Todavia, penso, que essa perceção, errada do meu ponto de vista, resulta da obra da central ainda não estar executada e da paragem prolongada. Com a obra concluída, todos perceberão que o fator vista panorâmica foi aproveitado ao máximo, do ponto de vista comercial.

Apenas um pequeno aparte: quando o jogo está a decorrer, penso que  quem está no Estádio e gosta de futebol não se importará de não ver a paisagem. Nos tempos “mortos” e, principalmente, na TV. É, de facto, sempre agradável ver a paisagem e isso irá acontecer, certamente, com a conclusão da obra da bancada central.

FN- O que é que este projeto tem de diferente dos outros que já efetuou?

PA – A diferença é mesmo o facto de intervir num estádio de futebol – desporto de que sou adepto incondicional – de ser do Marítimo, clube de que fui atleta e sócio há quase 30 anos, num local “especial” que conheço e frequento há 40 anos. E, ainda, por ser um projeto de grande complexidade construtiva e arquitetónica que obrigou à constituição de uma grande equipa de arquitetos (5) e desenhadores e envolveu a coordenação de muitas especialidades, incluindo muitos engenheiros, técnicos e empresas.

Estádio dos Barreiros

FN – Foi o seu primeiro trabalho nesta área, ou seja, reconstrução de campos de futebol?

PA – Não, em 1999 já tinha sido coautor (no atelier PAL) do Complexo do Nacional na Choupana – 1ª Fase –  que foi concebido principalmente para treinos e ainda participei no concurso da 2ª Fase aquando da passagem para estádio. Em Lisboa, cheguei a elaborar uma ideia para a sala de imprensa do antigo Estádio da Luz e neste momento estou a tentar desenvolver projetos nesta área, já que existem centenas de clubes em Lisboa com campos de jogo, mas sem quaisquer infraestruturas condignas, quer sejam pequenas bancadas, balneários ou simples casa de banho.

FN – O que está a ser feito corresponde na íntegra àquilo que projetou para os Barreiros?

PA – Sim, praticamente na íntegra. As alterações que, entretanto, foram introduzidas em obra dizem apenas respeito a adaptações decorrentes do faseamento da obra. Por exemplo, os bancos dos suplentes, os balneários, a tribuna, e a sala de imprensa que foram executados na bancada nascente já construída, serão naturalmente transferidas para a bancada poente (central) aquando da sua construção, cumprindo a legislação da construção de estádios, regulamentado pela FIFA. Algumas cores, de paredes interiores e bancadas foram alteradas mas, de pouca importância, num projeto desta dimensão e desta complexidade.

Estádio dos Barreiros

FN – Trata-se de um processo que foi alvo de um pára-arranca.
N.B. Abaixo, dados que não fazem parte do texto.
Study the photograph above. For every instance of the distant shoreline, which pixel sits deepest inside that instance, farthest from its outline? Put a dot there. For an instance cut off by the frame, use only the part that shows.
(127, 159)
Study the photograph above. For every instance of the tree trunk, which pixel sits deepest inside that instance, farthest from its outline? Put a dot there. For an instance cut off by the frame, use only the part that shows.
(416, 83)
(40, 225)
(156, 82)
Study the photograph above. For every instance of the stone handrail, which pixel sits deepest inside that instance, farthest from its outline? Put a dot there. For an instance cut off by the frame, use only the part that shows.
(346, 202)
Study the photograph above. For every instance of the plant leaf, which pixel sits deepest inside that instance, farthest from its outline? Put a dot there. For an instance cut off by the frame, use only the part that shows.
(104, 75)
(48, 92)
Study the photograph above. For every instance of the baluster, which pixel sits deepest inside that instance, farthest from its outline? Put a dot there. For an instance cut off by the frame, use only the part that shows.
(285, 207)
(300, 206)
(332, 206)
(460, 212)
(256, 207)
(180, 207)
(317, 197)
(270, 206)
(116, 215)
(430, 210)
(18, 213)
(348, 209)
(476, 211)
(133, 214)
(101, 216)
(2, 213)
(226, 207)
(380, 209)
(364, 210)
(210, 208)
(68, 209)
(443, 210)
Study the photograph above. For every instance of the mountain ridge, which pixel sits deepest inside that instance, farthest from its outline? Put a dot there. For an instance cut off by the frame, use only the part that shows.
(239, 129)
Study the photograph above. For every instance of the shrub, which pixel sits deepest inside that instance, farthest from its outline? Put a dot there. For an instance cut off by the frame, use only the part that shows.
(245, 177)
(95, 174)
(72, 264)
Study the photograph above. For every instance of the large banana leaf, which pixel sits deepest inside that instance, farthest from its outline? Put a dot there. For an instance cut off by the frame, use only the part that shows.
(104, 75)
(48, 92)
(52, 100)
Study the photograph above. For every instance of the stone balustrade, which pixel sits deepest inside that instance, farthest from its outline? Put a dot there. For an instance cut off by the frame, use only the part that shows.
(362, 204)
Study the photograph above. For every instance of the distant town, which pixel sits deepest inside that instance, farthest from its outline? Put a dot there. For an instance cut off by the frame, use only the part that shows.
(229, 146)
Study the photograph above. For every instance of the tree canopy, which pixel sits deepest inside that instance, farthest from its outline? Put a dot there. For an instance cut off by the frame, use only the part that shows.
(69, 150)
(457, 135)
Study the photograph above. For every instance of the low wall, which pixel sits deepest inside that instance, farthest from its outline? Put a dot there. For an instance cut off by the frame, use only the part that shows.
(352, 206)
Falta de verbas e apoios… foi benéfico toda esta indecisão em torno da obra?

PA – Acho que foi muito mau para todos, mas parece-me que as coisas vão a tempo de se comporem já que o Estádio, quanto a mim, será um sucesso, quer no plano desportivo como comercial, e o grande beneficiado será mesmo o Clube Sport Marítimo.

FN – A segunda fase só agora arrancou, dentro dos moldes previstos?

PA – Tudo indica que sim. Esta fase engloba a bancada principal (central), e irá receber os balneários principais, os camarotes, a imprensa, a tribuna e um restaurante, no último piso, com uma soberba vista sobre o anfiteatro do Funchal. Em número de espetadores, esta bancada não é muito importante. São apenas mais 2.500 espetadores, para juntar aos cerca de 7.500 que já estão em funcionamento.

FN – Neste momento está no continente, mas no entanto, procura informar-se sobre como está a decorrer a obra e, nomeadamente, já teve a oportunidade de estar no estádio recentemente, em dia de jogo ou noutra situação? Sente orgulho pelo que está feito?

PA – Sim, estou em Lisboa, mas o arquiteto Luís Verga visita a obra todas as semanas e faz um relatório detalhado sobre o andamento da mesma. Trocamos ideias e transmitimos, quer ao dono da obra (C.S.M), quer à fiscalização, quer ao construtor TECNOVIA-ZAGOPE – que, por sinal, está a fazer um belo trabalho – as nossas ideias. Já assistimos a vários jogos, e, mais recentemente, o Arq. Luís Verga assistiu ao jogo com o Benfica onde teve a oportunidade de verificar algumas falhas que poderão ser corrigidas futuramente. Estamos muito contentes com o que estamos a ver, mas vamos esperar o final da obra, a opinião dos utilizadores e a sua plena utilização para fazermos um balanço final. Ficaria muito satisfeito se o estádio estivesse sempre cheio. Seria a prova que o trabalho valeu a pena.

Estádio dos Barreiros

FN – Considera que foi feita a melhor divulgação possível no que diz respeito à associação da obra ao seu autor? Acha que as pessoas estão devidamente informadas sobre a autoria do projeto?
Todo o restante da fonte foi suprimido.